Uttar failed to pay, alleging misrepresentation and breach of contract by Gunvor. The latter therefore brought an arbitration seeking payment under the bills of exchange, or in the alternative, pursuant to the master contracts. Gunvor challenged the jurisdiction of the arbitrator on the basis that the bills of exchange were separate and autonomous contracts to which the arbitration clauses did not apply. After the arbitrator ruled that he did have jurisdiction, Gunvor applied to the Commercial Court to set the ruling aside under s.67 Arbitration Act 1996.

The decision

Picken J held that the wording of the arbitration clause was wide enough to include disputes under the bills of exchange. The parties to the underlying contracts remained the same as those under the bills of exchange. There was no rule of English law preventing an arbitration clause from applying to disputes under bills of exchange in these circumstances. As rational businesspeople, the parties were unlikely to have intended that disputes under bills of exchange which were expressly required by the contracts would be resolved in a different forum than disputes under the contracts themselves.

Perhaps surprisingly, this appears to be only the second case in which the English courts have considered whether or not an arbitration clause can encompass claims under bills of exchange. The earlier case, Nova (Jersey) Knit v Kammgarn Spinnerei [1977] 1 WLR, was governed by German law, but Lord Russell commented as an aside that he found it difficult to imagine circumstances in which English law would find that an arbitration clause applied to a bill of exchange.
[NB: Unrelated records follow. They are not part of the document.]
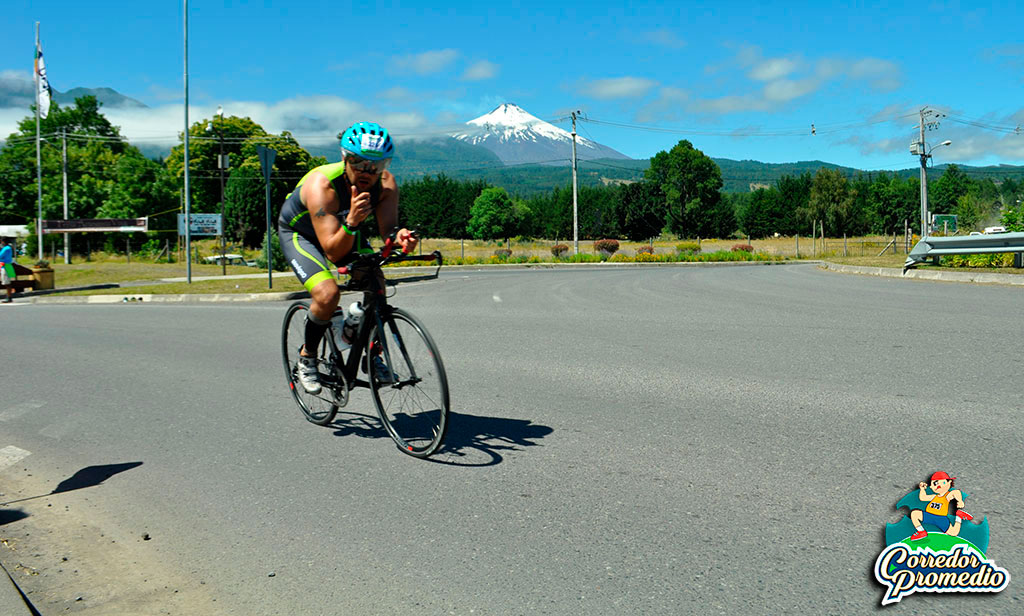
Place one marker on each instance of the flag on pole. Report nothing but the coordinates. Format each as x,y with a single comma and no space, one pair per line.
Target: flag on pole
42,84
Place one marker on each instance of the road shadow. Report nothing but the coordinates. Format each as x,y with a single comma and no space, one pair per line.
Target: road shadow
471,440
11,515
85,478
92,476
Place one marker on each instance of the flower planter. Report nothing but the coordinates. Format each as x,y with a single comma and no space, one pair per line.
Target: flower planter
43,277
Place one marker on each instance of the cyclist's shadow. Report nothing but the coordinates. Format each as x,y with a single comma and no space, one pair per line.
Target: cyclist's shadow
471,440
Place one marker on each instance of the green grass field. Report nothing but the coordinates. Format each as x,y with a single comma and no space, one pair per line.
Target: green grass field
142,275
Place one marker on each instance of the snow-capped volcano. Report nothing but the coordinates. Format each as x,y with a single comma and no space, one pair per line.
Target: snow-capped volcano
516,136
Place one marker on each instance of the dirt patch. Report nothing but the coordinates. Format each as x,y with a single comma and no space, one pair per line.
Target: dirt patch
68,561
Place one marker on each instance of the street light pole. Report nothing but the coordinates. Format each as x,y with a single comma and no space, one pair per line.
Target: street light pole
221,166
925,154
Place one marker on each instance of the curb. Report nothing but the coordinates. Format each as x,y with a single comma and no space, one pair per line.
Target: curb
919,274
11,597
128,296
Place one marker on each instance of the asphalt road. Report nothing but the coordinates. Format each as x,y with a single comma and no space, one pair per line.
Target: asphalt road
630,441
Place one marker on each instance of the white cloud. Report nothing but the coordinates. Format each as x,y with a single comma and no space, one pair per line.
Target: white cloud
396,93
480,71
784,90
622,87
787,79
668,105
882,75
664,38
427,62
772,69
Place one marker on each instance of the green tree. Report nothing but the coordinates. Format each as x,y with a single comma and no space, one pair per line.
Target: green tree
640,211
893,203
691,183
493,216
953,184
437,207
245,194
830,201
759,218
794,195
204,147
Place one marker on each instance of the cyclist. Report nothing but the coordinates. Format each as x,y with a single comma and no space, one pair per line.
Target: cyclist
320,225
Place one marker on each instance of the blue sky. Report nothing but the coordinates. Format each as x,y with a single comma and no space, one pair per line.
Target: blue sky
739,80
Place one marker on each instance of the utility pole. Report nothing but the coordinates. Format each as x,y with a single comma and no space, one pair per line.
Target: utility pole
576,219
39,156
187,195
924,177
222,164
64,165
920,149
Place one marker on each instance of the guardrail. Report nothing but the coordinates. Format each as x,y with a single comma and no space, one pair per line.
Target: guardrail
934,247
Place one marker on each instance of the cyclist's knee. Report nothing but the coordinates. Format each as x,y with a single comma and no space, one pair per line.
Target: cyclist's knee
327,295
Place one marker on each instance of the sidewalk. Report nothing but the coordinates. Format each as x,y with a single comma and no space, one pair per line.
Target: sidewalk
12,603
131,292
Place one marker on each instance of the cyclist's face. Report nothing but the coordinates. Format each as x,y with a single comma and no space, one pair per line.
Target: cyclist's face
363,173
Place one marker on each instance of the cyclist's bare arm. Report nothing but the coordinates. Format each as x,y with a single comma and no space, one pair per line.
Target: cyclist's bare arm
387,214
324,203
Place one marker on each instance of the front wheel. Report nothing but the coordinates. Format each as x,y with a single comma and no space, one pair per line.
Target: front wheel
408,382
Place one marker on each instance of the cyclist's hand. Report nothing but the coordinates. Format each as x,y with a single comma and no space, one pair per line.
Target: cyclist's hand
407,240
359,208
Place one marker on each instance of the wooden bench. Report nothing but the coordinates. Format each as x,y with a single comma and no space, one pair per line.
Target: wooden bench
26,280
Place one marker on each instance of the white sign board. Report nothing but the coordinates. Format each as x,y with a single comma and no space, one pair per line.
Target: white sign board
202,224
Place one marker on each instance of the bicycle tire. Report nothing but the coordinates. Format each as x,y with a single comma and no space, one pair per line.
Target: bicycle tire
414,406
317,408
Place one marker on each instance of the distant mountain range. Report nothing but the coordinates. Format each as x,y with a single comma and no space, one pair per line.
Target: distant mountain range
19,93
517,137
510,147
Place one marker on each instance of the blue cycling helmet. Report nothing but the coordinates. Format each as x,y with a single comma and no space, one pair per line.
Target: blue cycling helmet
368,140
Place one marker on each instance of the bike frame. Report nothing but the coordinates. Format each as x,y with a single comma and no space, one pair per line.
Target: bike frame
374,287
Although he recognised that it was possible in theory, he thought that in general the courts would assume that businesspeople intended bills of exchange to be entirely separate from the underlying contract. Picken J commented that arbitration law had moved on since the 1970s and that rational businesspeople today could be expected to take a more modern approach. He also noted that the facts in Nova Jersey were different, as the underlying contract in that case did not specify that payment would be by bills of exchange.

The decision leaves open the possibility that the outcome could have been different if the master contracts had not expressly specified the use of bills of exchange, or if the party claiming under the bills of exchange had been an endorsee rather than one of the parties to the master contracts. These points will have to be clarified in future cases. Meanwhile, this is a common-sense decision that will be welcomed by parties who regularly use bills of exchange as part of their contractual arrangements.